We normalized the raw methylation intensities for each array probe separately, smoothed these normalized intensities for each probe, and finally constructed gene-specific methylation scores based on the intensities of neighboring probes around the transcription start site (TSS) of each gene, as previously described [53]. We used these gene-specific methylation scores, or “weights,” to investigate the association between DNA methylation and environmental exposures.

The gene methylation weights found by the stepwise-CAA algorithm are provided throughout all of the data tables: A large weight in the absolute value is interpreted as a stronger effect. A positive value indicates increased methylation (hypermethylation) with increased exposure to BC (or sulfate, etc.), and a negative weight implies decreased methylation (hypomethylation) with increased exposure. These weighted coefficients, however, should not be interpreted individually—but rather as a combined (epi)gene cluster “hit,” constituting a set of bi-directional epigenetic marks (+ or -) among pathway genes associated with an exposure model.

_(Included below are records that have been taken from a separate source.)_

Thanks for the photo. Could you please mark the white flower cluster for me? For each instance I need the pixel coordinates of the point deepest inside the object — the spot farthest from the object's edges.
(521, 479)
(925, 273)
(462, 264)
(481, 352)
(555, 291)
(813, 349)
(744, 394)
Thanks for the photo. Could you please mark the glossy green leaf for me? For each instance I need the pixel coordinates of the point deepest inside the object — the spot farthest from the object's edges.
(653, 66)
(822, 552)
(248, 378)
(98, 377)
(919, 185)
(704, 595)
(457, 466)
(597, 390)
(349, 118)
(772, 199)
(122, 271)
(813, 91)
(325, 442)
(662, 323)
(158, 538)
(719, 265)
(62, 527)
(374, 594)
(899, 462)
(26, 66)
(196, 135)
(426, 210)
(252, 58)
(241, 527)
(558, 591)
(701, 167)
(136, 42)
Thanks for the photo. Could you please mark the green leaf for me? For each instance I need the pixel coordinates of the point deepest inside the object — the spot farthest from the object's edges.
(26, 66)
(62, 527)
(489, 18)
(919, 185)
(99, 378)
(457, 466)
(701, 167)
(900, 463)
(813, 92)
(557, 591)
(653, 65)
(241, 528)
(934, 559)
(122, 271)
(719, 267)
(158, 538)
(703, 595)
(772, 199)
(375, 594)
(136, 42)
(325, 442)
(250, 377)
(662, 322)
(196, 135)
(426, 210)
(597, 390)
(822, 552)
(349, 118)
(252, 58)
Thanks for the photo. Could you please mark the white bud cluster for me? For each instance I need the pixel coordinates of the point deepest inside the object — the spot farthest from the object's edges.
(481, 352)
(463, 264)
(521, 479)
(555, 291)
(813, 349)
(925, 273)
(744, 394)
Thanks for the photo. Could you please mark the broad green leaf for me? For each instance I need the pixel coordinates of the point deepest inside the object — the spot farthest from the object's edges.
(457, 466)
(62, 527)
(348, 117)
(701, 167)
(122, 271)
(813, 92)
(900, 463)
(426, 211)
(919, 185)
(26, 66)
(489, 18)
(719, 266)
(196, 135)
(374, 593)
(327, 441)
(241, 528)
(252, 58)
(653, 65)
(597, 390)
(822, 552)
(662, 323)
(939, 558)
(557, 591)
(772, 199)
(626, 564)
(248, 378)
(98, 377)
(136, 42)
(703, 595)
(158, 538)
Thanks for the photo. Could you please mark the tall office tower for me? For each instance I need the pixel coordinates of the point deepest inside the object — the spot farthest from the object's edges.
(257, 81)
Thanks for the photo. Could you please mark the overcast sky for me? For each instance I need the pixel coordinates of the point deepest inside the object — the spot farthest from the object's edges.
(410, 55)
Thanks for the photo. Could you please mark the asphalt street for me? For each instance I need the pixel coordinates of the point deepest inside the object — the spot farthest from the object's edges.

Human cohort characteristics

Table 2 shows a summary of the characteristics of the subgroup of NAS participants from our methylation study for which sulfate measures were available (n = 90) vs. the larger set. The characteristics reported for this subgroup—BC, age, and other measures—were almost identical to those calculated using information from the entire participant list (n =141). The air pollution measures are averages of the 30 days of ambient BC and/or sulfate concentration prior to the day that blood was collected for methylomic analysis. This time window was selected to balance the evidence of effects of short-term air pollution exposure on the cardiovascular and respiratory systems, with the common understanding that at least some potential environmental effects on DNA methylation require days (or weeks) to become apparent [5759].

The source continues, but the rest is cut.